Alas, birthday week is now over, culminating with a fun-filled weekend in Vancouver, B.C., where we ate delicious Franco-German fare at La Brasserie and drooled over our Pannekoek and DeBakon at De Dutch. I will be back, Vancouver!
And then I had to come home with what I'd like to think is the swine flu but considering that all I have is a stuffy nose, not only am I probably not immune to H1N1, but also I am hardly ill enough to excuse myself from cooking.
However, that doesn't mean I have to torture myself over the stove. No, this week, I stuck with easy yet pleasing dishes such as this recipe adapted from SKOALZ on Allrecipes.com:
Thai Cashew Chicken
1/4 c. soy sauce
1/4 c. fish sauce*
1-1/2 T. garlic-chili sauce
3 cloves garlic, minced
1 T. grated ginger root**
4 skinless, boneless chicken breasts, cut into thin strips
1 T. sesame oil
3 T. brown sugar
1 small onion, thinly sliced
3/4 c. water
3 T. creamy peanut butter
1 cup raw, unsalted cashews (available at Trader Joe's)
Combine soy sauce, fish sauce, garlic-chili sauce, garlic, ginger and chicken in a resealable plastic bag and marinate for at least two hours or as long as overnight.
Heat the sesame oil in a large skillet over medium heat, then add brown sugar and stir for a couple of minutes. Add the onion and cook until tender, about 5 minutes. Reserving the marinade, add chicken to skillet and cook for about 10 minutes.

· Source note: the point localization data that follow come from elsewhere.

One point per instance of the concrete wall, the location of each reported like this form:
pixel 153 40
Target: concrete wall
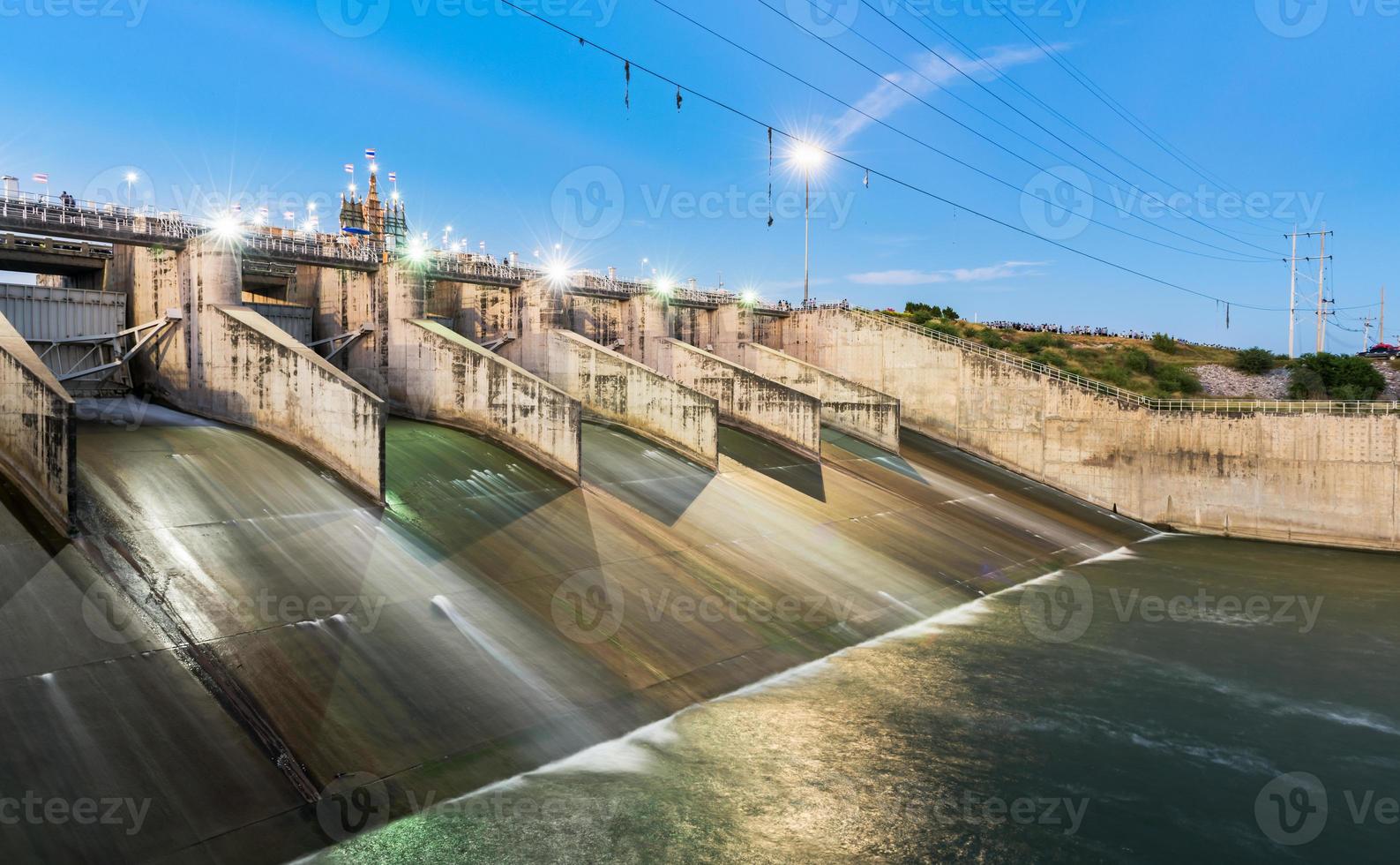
pixel 846 406
pixel 746 399
pixel 260 377
pixel 1304 478
pixel 453 381
pixel 228 363
pixel 625 391
pixel 38 451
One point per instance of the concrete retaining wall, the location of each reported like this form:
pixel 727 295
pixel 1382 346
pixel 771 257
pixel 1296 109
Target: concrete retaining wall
pixel 228 363
pixel 846 406
pixel 38 449
pixel 450 380
pixel 625 391
pixel 1305 478
pixel 746 399
pixel 262 378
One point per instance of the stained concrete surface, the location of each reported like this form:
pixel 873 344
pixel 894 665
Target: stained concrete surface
pixel 434 644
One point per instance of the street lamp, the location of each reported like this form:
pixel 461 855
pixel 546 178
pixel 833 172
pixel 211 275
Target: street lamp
pixel 808 158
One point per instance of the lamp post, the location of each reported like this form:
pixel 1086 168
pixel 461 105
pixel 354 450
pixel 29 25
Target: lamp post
pixel 808 158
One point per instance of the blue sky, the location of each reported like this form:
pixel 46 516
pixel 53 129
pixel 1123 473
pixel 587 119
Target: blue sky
pixel 517 136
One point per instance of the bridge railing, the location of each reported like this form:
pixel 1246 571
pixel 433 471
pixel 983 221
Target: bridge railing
pixel 1233 406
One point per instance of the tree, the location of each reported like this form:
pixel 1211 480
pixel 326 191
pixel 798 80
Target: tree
pixel 1254 361
pixel 1335 377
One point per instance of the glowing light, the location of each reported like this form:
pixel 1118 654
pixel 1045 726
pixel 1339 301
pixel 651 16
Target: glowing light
pixel 558 274
pixel 227 229
pixel 808 155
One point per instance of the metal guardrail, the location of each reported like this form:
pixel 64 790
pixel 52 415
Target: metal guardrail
pixel 1235 406
pixel 111 222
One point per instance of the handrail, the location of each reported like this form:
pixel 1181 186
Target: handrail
pixel 1238 406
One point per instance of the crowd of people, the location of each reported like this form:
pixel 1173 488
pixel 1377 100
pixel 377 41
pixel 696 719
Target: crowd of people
pixel 1074 331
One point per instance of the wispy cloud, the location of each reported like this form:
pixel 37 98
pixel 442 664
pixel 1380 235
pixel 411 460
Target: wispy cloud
pixel 887 97
pixel 1004 270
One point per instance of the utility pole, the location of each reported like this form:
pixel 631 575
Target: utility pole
pixel 1321 294
pixel 1292 296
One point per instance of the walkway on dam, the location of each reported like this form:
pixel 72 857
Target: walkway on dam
pixel 433 643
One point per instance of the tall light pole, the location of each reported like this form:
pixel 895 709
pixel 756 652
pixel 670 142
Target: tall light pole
pixel 808 158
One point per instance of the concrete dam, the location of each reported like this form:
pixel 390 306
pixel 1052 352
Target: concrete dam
pixel 288 520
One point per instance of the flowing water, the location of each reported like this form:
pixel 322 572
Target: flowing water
pixel 440 644
pixel 1151 723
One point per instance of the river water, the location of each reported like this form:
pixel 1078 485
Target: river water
pixel 1180 699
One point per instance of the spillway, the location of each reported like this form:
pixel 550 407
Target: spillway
pixel 236 626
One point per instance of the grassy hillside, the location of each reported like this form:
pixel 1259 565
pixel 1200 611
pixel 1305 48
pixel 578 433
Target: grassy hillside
pixel 1158 367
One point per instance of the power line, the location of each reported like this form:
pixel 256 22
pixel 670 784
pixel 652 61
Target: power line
pixel 915 188
pixel 1016 86
pixel 1115 105
pixel 990 140
pixel 1042 128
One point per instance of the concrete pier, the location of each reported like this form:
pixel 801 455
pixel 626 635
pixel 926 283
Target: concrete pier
pixel 38 449
pixel 849 408
pixel 746 399
pixel 624 391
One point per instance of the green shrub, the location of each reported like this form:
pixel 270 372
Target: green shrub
pixel 992 339
pixel 1039 342
pixel 1335 377
pixel 1254 361
pixel 1115 375
pixel 1178 380
pixel 1137 360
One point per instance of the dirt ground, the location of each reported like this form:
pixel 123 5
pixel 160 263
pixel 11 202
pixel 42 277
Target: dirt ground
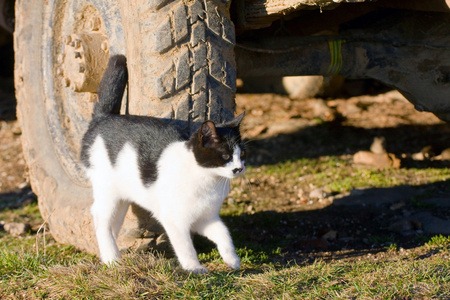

Add the marinade and water and let simmer for another 10 minutes.
Meanwhile, heat another skillet and toast cashews until brown and fragrant.
When chicken is cooked through, stir in the peanut butter and serve over jasmine rice topped with the toasted cashews.
*The first time I made this dish, I asked Mom what kind of fish sauce to get. Her only advice, don't buy the cheap stuff. Go too cheap, and your whole house will smell like rotten fish. Remember that.
**I just got Microplane graters for my birthday from my mother-in-law (Thanks, Connie!), and I swear, nothing compares when it comes to grating ginger root. Greg Atkinson knows what he's talking about!